A small ensemble has been playing outside the Great Lakes Aquarium as part of the Earth Rider Beer Garden and at Duluth Cider.
It’s not all Mozart. Recently, when a listener requested rock ’n’ roll, they obliged.
“Our string quartet played ‘Freebird,’” said Brandon VanWaeyenberghe, the DSSO’s executive director — an innovator who had already planned to launch streaming options before it was a necessity.
In the fall, musicians from the long-standing company will be among the first to perform on an indoor stage in front of an audience.
The DSSO has three concerts on its schedule to close out 2020 — starting with a performance of works by Pyotr Tchaikovsky, Samuel Barber, Astor Piazzolla and Jessie Montgomery on Oct. 10 at Symphony Hall.
Audience space is limited — there can be only 250 people in the venue between musicians, staff and patrons. But subscribers will also have the opportunity to attend virtually.
“We’ll make it a very special, albeit odd, experience of a concert,” VanWaeyenberghe said.

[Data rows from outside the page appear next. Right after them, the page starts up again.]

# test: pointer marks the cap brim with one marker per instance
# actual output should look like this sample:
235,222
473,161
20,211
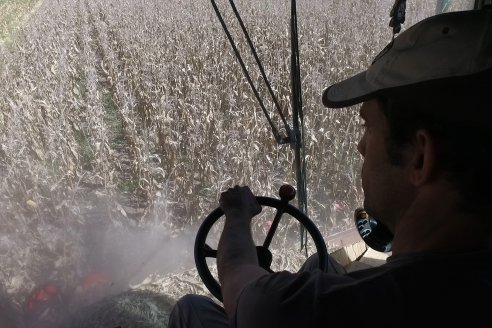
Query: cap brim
349,92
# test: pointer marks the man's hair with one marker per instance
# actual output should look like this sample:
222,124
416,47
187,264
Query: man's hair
458,117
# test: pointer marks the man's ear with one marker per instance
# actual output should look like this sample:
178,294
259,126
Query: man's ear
423,164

Lessons from a socially-distanced opera
In July, a revised version of the Northern Lights Music Festival was held on the Iron Range — which included a staged production of “Tosca.”
The artists were quarantined together, wore masks during rehearsals, and the orchestra was spaced with Plexiglass between wind instruments and no sharing of music stands.
The festival’s founder and director Veda Zuponcic said it went very well — and in a post-performance survey, found no issues with COVID-19. They practice masking, hygiene and social distancing.
“For us, it was a wonderful opportunity to make the payrolls and put the shows on and to show it was all possible,” she said, adding she doesn’t know why more companies aren’t doing it.
The University of Minnesota Duluth’s theater department is: An outdoor production of “Henry V” opens Sept. 24 on campus at Ordean Court.